Note that the parametric and non-parametric tests are assymptotically equivalent under the null. See [SFW+26] for detailed theoretical analysis.

Parameters:
  • method ({"llr"}, optional) – The test method. Currently only support "llr", the likelihood ratio test (H_0: theta = 0, i.e. no spatial variance).

  • use_perm_null (bool, optional) – Whether to generate the null distribution from permutation. If False, use the chi-square with df = n_var_components as the null.

  • return_results (bool, optional) – Whether to return the test statistics and p-values. If False, the results will be stored in self._sv_test_results.

  • print_progress (bool, optional) – Whether to show the progress bar for permutation. Default to True.
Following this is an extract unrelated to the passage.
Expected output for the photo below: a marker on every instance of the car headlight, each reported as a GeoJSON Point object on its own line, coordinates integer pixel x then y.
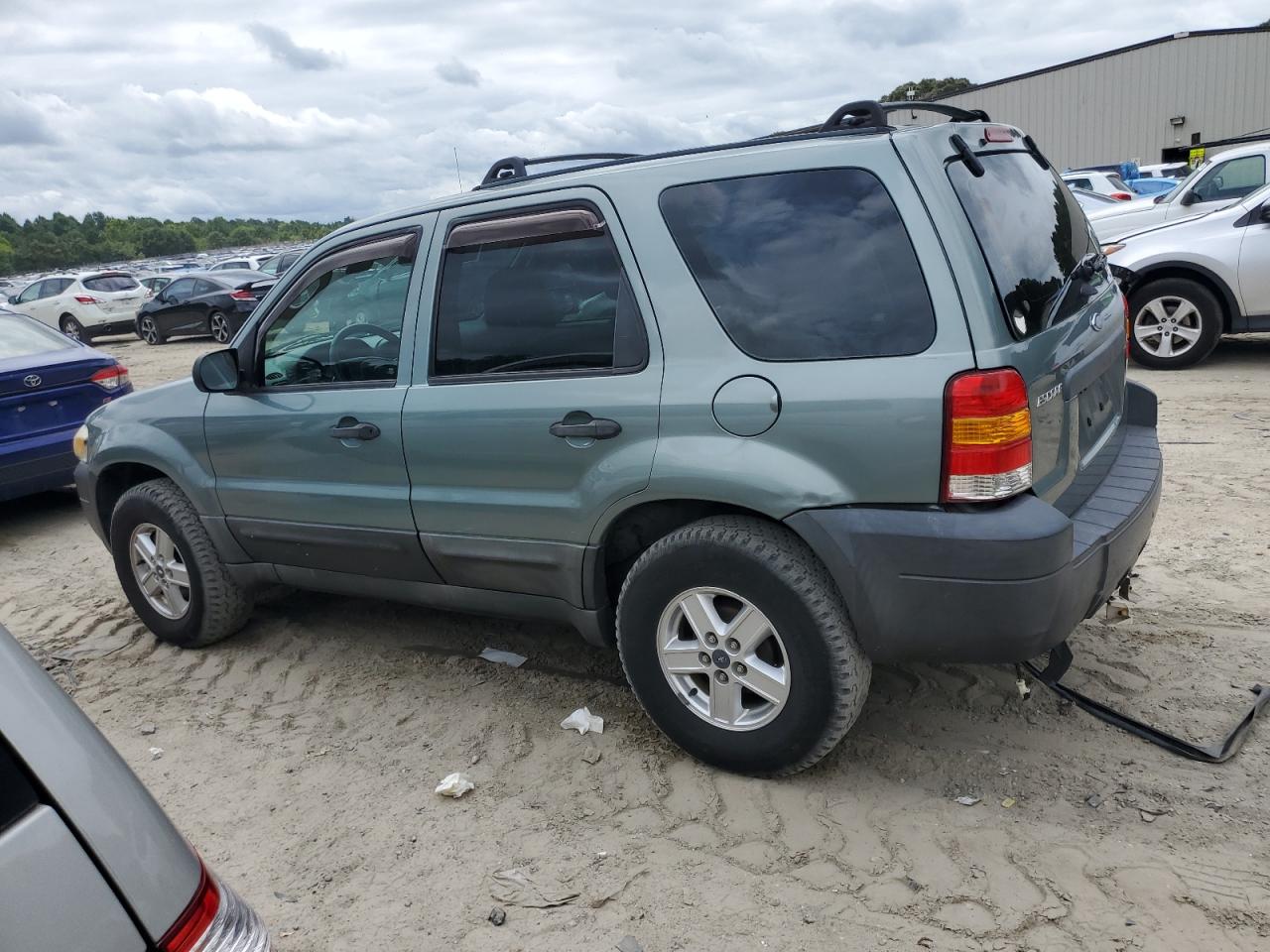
{"type": "Point", "coordinates": [80, 443]}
  • n_perms_per_gene (int or None, optional) – Number of permutations per gene when use_perm_null=True. Default to 20.

  • **kwargs (Any) – Additional arguments passed to self._fit_sv_llr_perm() if use_perm_null = True.

Returns:

If return_results is True, returns dict with test statistics and p-values. Otherwise returns None.

Return type:

dict or None

adata: AnnData | None#

Source AnnData object; None before setup_data().

covariate_names: list[str]#

Covariate display names (length n_factors).

design_mtx: Tensor | None#

Design matrix (n_spots, n_factors); None if no covariates.

property filtered_adata: AnnData#

The filtered AnnData of shape (n_spots, sum(n_isos_per_gene)).

This is the data used internally after setup_data(). It is a copy of the input adata, subsetted to the retained spots and isoforms after filtering.

Raises:

RuntimeError – If setup_data() has not been called.

Return type:

AnnData

gene_names: list[str]#

Gene display names (length n_genes).

n_factors: int#

Number of covariates for differential usage testing.

n_genes: int#

Number of genes after filtering.

n_isos_per_gene: list[int]#

Number of isoforms per gene (list of length n_genes).

n_spots: int#

Number of spatial spots.

sp_kernel: Any#

Spatial kernel (SpatialCovKernel for 'glmm-full', IdentityKernel for 'glmm-null', None for 'glm'). Set by setup_data().